Data can be partitioned by intrinsic values in the data set.

named partitions

e.g. year=2023/month=01/day=01, or

unnamed partitions

e.g. 2023/01/01

Partitions, when declared in the pipeline file, can be simple, or represent a transform.

Simple

<field_name> becomes /<field_name>=<field_value>/

Transform

<field_name>+><partition_name>|<field_type> becomes /<partition_name>=<transformed_value>/

Note the +> operator.

Consider the following example, where time is either a long timestamp, or an Instant.

  • time+>year|DateTime|yyyy

  • time+>month|DateTime|MM

  • time+>day|DateTime|dd

The above produces a path like /year=2023/month=01/day=01/.

File naming

Workload processes can fail. And when they do, it is important not to overwrite existing files.
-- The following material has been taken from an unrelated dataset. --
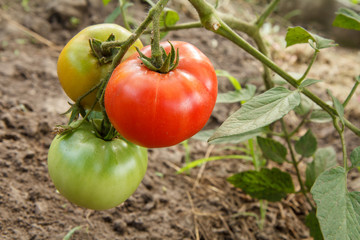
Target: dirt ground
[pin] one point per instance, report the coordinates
(200, 205)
It is also important to find the files that were created and written before the failure.

The following metadata can help disambiguate files across processing runs, and also to help detect schema changes.

Filename metadata

[prefix]-[field-hash]-[guid].parquet

prefix

The value part by default.

field-hash

A hash of the schema: field names, and field types, so that schema changes can be detected.

guid

A random UUID or a provided value.

The JSON model for this metadata is:

 "filename" : {
      "prefix" : null, (1)
      "includeGuid" : false, (2)
      "providedGuid" : null, (3)
      "includeFieldsHash" : false (4)
    }
1 The prefix to use for the filename. Defaults to part.
2 Whether to include a random UUID in the filename. Defaults to false.
3 A provided UUID to use in the filename. Defaults to using a random UUID.
4 Whether to include a hash of the schema (field name + type) in the filename. Defaults to false.